TNH: Of course there are also some property owners, who may not pay their mortgage installments but the rent they collect is their only income…
MG: Step by step, we will help them all. Speaking of rent again, as I told you, when someone who is living paycheck to paycheck suddenly cannot work and loses their income, he or she has no money to pay anyway! Even if a landlord complains to his tenant, regardless of this law, will he be able to get money from someone who has not been paid and therefore has no money? We are trying not to have tens of thousands more homeless at the end of the day. When all this is over, we will have to see how we stand on our feet. We will all have problems and we will all have to make sacrifices. The job of political leadership is to see how they can alleviate these problems, in this case for both renters and landlords. We are talking about installment exemptions, so the banks will not get it, but the federal government will give the bailout.
TNH: Are the State legislators meeting remotely now?
MG: Look, Albany has not closed, but we try not to meet too often, sending the message that we are doing what we ask everyone to do. We’ll have to meet again next week to vote on the budget. Also, I want to emphasize that our offices may be closed, but we are open to the public. We still receive messages, they can contact us. We had intervened, for example, in a building situation last week, where there was no hot water or heating.
TNH: Are you satisfied with people’s response to the order to stay home?
MG: It’s the most important thing we can do, but I’m not satisfied. Specifically in Astoria, I see that young people have not understood. Saturday, Astoria Park was full of people! It’s dangerous, especially for those who go there, regardless of age. Fifty-four percent of cases in New York are people under 50 years of age. It is a mistake to believe that it concerns only the elderly. Also, these young people themselves will contact their parents and family, and if they get infected, they will spread the virus. We have two options: Either we become Italy or we become South Korea. The Koreans acted quickly, stayed home, checked the situation and did not have those losses. We have to stay home! When you go out, it’s like killing people! Think about it, not that it’s a nice day and we have to go out and have fun. We can kill others like that.
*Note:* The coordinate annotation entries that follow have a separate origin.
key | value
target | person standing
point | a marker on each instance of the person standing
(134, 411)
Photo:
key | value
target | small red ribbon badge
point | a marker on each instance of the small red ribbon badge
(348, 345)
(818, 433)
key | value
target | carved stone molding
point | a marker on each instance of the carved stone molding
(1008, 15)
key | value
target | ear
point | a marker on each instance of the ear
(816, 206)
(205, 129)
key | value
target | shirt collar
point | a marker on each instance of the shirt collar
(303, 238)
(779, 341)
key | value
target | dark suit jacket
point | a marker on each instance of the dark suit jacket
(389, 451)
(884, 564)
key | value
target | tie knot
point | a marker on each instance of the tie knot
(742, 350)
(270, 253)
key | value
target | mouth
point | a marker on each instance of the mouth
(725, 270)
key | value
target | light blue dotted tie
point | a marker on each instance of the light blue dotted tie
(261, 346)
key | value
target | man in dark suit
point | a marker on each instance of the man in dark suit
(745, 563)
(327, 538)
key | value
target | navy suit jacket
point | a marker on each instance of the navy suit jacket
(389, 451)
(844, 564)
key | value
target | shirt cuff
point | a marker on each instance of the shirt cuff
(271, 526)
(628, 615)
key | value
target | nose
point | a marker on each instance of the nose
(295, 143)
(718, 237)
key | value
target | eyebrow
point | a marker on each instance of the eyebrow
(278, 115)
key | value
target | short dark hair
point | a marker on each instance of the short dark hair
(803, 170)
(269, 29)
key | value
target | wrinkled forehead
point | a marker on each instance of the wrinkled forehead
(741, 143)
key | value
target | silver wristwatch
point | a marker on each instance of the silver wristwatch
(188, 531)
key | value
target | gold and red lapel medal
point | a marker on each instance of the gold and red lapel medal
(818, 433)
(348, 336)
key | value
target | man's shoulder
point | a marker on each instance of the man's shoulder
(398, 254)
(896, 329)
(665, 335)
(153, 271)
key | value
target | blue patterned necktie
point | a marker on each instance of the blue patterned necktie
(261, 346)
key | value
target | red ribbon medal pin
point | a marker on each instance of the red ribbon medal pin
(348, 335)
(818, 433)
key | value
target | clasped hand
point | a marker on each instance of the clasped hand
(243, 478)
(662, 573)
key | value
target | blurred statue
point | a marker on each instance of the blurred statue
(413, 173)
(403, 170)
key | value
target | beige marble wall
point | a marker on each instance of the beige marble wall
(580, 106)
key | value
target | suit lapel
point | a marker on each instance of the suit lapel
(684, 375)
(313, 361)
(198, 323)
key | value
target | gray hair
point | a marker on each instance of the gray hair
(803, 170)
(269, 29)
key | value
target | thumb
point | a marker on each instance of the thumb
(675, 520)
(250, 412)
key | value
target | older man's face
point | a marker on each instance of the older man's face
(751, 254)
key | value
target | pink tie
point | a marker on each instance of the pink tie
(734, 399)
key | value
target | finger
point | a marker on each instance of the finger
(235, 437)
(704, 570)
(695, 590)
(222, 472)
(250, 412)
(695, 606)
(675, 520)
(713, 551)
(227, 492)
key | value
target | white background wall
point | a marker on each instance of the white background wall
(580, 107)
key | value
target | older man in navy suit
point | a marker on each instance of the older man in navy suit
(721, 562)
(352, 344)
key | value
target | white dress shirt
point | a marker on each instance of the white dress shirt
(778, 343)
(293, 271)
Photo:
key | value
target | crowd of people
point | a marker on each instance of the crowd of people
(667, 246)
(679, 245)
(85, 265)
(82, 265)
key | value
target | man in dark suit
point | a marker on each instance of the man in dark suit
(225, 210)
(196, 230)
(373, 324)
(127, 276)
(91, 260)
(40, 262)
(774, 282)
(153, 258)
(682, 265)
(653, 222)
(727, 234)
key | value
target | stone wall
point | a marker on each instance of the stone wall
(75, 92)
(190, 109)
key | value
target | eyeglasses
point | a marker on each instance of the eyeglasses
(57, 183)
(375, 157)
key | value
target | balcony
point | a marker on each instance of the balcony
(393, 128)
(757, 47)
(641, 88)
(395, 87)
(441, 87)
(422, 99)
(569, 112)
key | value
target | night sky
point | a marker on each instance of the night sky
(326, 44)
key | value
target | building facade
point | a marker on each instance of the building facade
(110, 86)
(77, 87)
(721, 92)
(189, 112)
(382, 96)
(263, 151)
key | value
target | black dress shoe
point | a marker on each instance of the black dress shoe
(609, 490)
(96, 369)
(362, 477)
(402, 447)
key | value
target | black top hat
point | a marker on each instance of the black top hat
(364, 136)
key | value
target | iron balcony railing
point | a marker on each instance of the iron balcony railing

TNH: What is the message you want to send to the Greek community?
MG: The main concern for me is to help New York – and especially the areas I represent – overcome the dire straits at this time. I am a child of the Diaspora, I am known in the Greek-American community, they know where I am and I always have the community in mind. We are experiencing a crisis that we have not experienced in decades. We are always trying to see what we can do and how to help. I want to help the people. We listened to the tenants, then we heard the property owners, and we modified the bill. Only if we are united will we win.